Стефан Цвейг

... двадцать четыре часа могут полностью изменить судьбу женщины...

... можно сбежать от чего угодно, только не от самого себя.

Ибо, когда человек приближается к пределу своего «Я», когда он решается докопаться до самого сокровенного своей личности, в его крови восстают тайные силы всех его предков.

Он лишь принадлежал к тому сорту назойливых людей, что коллекционируют знакомства с таким же усердием, как дети — почтовые марки, чрезвычайно гордясь каждым экземпляром своей коллекции.

... в этом мире важно не то, как берутся за дело — смело или робко, — а то, чем все это кончается.

... хороша только полная правда. Полуправда ничего не стоит.
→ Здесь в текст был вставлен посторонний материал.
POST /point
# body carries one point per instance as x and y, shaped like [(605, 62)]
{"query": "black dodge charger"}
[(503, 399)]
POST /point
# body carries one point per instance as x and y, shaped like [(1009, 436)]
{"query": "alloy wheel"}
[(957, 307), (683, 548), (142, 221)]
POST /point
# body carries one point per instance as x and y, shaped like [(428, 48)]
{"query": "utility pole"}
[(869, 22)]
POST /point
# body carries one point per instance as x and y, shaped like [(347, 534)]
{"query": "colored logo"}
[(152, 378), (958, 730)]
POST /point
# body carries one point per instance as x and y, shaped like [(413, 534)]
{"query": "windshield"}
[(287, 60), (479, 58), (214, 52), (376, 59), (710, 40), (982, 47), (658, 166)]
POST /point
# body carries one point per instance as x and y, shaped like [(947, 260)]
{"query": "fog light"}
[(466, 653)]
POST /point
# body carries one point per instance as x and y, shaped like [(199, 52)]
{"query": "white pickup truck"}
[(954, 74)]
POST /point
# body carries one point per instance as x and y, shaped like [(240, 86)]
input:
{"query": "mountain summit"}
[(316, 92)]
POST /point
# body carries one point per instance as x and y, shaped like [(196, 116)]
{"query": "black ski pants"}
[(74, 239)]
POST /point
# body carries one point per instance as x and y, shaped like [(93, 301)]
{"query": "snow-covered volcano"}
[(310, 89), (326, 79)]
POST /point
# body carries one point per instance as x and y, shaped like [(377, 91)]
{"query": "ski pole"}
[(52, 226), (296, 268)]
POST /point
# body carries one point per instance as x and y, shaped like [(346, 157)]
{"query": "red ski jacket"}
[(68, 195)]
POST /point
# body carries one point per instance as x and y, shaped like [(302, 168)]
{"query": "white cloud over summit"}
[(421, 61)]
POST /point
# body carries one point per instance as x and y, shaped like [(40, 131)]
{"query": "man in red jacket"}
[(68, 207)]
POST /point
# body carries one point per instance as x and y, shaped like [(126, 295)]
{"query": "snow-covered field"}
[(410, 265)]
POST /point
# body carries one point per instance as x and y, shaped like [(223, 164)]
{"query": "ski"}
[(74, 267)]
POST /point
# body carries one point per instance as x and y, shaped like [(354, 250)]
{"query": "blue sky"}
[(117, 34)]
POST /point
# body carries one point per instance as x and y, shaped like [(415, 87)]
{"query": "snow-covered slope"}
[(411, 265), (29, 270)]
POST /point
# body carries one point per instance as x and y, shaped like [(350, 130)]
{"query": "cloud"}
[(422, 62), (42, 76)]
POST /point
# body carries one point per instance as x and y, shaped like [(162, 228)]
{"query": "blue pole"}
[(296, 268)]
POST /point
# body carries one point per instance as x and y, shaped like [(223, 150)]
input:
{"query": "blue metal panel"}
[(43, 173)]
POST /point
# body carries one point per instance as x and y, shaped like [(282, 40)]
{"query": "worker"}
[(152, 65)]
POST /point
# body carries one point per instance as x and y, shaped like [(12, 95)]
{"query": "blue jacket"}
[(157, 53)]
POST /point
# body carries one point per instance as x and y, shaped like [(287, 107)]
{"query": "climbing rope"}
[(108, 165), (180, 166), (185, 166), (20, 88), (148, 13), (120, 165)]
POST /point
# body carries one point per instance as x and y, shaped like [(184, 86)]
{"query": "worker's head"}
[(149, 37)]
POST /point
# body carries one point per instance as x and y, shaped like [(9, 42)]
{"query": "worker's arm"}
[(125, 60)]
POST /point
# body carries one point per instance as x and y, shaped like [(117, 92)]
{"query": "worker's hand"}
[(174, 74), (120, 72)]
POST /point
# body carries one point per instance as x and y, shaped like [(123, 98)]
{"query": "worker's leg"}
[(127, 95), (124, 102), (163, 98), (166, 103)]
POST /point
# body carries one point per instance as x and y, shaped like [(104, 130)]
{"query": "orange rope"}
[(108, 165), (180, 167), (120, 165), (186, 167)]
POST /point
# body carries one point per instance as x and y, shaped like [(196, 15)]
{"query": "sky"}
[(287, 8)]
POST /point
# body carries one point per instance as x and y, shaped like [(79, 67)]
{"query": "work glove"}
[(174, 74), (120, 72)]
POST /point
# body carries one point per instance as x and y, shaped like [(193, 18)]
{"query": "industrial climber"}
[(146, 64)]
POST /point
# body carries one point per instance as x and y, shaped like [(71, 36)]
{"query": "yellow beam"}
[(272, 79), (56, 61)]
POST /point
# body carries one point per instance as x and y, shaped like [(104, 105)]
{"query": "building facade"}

Вы, мужчины, все теперь заражены идеологией, политикой, этикой; мы, женщины, чувствуем ещё по-прежнему. Я знаю, что такое родина, но понимаю, во что она обратилась в наши дни: в средоточие убийства и рабства. Можно чувствовать себя частицей своего народа, но если этот народ охвачен безумием, не следует безумствовать с ним вместе. Если для них ты уже стал числом, номером, орудием, пушечным мясом, то я ещё вижу в тебе живого человека, и я тебя им не уступлю. Никогда я не осмеливалась тобой распоряжаться, но теперь я считаю своим долгом защитить тебя; до сих пор ты был разумным, зрелым человеком с твердой волей, теперь, окончательно потеряв волю, ты обратился в негодную, поломанную машину долга, подобно миллионам других жертв. Они завладели твоими нервами, но забыли обо мне; никогда я не была так сильна, как теперь.

В каждом юном лице уже таятся морщины, в улыбке — усталость, в мечте — разочарование.

Есть девушки, чья стыдливость настолько велика, что с ними можно поступать как вам заблагорассудится, ибо они совершенно беспомощны и скорее снесут все, что угодно, чем доверятся кому-нибудь.